Former Eddie Stobart boss Andrew Tinkler has launched a stinging attack on the troubled trucking company’s biggest investor, calling it a “hypocrite” and blaming it for a strategy that has taken the firm to the brink.

Mr Tinkler hit out at a rescue deal led by Isle of Man-based investor DBay Advisors, backed by Eddie Stobart’s board, which is due to be put to a shareholder vote on Friday.

Late last week the company warned it would run out of cash if investors snubbed the DBay approach. Shares have been suspended since August, when the firm uncovered a major error in its accounts.

Mr Tinkler has lodged a rival offer though investment vehicle TVFB and provided further details on Monday.

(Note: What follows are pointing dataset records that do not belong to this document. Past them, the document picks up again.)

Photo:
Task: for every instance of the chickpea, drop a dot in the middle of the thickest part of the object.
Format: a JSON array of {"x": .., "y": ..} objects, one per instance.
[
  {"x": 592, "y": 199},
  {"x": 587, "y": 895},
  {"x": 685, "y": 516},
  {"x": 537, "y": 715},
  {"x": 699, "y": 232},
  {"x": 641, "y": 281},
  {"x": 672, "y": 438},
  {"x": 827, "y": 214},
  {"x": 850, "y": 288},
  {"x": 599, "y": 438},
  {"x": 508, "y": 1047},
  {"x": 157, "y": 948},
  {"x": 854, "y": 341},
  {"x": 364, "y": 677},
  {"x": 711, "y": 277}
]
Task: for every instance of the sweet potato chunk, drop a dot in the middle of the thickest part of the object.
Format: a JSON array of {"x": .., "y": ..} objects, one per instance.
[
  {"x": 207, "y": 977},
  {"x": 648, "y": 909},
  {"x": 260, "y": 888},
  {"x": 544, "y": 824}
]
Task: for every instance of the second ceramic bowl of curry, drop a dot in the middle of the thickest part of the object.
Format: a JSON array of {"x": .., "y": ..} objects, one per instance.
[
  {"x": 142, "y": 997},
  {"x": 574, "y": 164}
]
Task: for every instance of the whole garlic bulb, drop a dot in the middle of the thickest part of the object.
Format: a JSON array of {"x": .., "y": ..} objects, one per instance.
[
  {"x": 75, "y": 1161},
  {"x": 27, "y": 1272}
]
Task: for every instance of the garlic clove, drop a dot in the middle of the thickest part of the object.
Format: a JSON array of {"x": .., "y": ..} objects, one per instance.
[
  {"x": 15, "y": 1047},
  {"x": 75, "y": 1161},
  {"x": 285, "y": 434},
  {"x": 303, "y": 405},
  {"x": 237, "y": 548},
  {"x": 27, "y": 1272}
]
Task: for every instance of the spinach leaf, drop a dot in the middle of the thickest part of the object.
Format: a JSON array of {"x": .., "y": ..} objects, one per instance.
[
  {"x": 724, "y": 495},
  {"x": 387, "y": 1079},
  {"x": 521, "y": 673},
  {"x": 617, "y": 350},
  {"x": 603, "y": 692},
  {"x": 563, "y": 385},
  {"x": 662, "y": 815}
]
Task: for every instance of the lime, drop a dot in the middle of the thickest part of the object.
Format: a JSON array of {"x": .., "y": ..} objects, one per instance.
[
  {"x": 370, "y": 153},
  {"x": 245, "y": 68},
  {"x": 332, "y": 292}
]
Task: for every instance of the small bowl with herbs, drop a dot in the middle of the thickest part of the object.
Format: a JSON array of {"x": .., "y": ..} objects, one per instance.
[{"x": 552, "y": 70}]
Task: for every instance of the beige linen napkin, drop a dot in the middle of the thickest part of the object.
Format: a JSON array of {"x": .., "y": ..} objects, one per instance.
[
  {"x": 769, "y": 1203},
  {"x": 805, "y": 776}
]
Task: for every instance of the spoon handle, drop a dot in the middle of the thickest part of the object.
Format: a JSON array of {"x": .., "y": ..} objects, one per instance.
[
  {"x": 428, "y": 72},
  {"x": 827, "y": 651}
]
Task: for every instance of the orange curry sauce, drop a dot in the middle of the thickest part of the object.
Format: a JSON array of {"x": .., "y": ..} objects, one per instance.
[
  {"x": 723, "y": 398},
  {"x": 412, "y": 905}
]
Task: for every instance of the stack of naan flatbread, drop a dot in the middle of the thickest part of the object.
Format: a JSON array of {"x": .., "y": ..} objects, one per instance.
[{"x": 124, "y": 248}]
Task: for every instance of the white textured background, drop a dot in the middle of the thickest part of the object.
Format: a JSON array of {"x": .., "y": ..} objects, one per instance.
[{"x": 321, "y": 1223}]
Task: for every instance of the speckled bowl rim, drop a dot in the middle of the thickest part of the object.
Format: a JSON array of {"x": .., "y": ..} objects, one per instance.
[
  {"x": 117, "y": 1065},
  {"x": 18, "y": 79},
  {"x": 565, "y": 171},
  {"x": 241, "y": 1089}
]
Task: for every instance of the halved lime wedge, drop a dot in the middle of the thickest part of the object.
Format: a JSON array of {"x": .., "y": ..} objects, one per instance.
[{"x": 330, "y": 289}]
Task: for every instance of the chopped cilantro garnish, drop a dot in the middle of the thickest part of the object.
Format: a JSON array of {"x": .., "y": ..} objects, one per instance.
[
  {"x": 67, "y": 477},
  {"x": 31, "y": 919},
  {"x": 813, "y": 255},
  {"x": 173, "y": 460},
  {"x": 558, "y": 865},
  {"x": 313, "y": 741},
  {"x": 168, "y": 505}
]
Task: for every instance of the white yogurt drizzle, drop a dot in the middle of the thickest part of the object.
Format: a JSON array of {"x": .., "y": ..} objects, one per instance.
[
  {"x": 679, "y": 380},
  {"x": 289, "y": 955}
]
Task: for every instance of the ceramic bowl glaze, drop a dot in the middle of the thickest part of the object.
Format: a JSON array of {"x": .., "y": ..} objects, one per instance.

He declined to comment on whether his rescue has the critical support of Eddie Stobart’s four lenders.

His plan includes raising £80m from shareholders, of which £30m will be used to pay down loans of more than £200m owed to KBC, Allied Irish Bank, Bank of Ireland and BNP Paribas.

Under DBay's plan, investors would hand the secretive investment firm a majority stake in the business in return for giving Eddie Stobart a £55m high-interest loan. 

Andrew Tinkler Credit:  Murdo MacLeod

Lenders have backed DBay's rescue, agreeing to lend the business another £20m and give it a year to fix its finances.

DBay warned investors that if they do not support its plan, "Eddie Stobart board will be faced with an imminent liquidity shortfall, imminent expiry of the existing waivers from the lenders relating to the breaches of the company’s credit facility and no support from the lenders to explore alternative options".

DBay floated Eddie Stobart in 2017 after the haulage business was spun off from London Southend Airport owner Stobart Group three years earlier.

As it prepared for a crunch investor vote on Friday, DBay bought an additional 17pc stake in Eddie Stobart from the administrators of Neil Woodford’s funds.

Mr Tinkler said DBay’s acquisition of Mr Woodford’s stake “was wholly hypocritical, given that the DBay proposal does not afford any meaningful value to other shareholders”.

Nevertheless, the former Eddie Stobart boss announced on Monday that he had bought 25 million shares at the same price as DBay – about 6p apiece.

He said DBay had been handed £152m as part of Eddie Stobart's 2017 float, and loaded it up with debt as well as squeezing profits.

Mr Tinkley said: “Under DBay's ownership, a strategy was implemented that has resulted in over-gearing and a reduction of operating margins.” 

DBay said: “DBay has a long and successful history with the business and it is with regret that we will be returning under these circumstances.

“Our belief in Eddie Stobart is reflected in the considerable effort we have put in to deliver a practical proposal and our decision to invest further, despite the problems it has faced since we stepped back from the board.”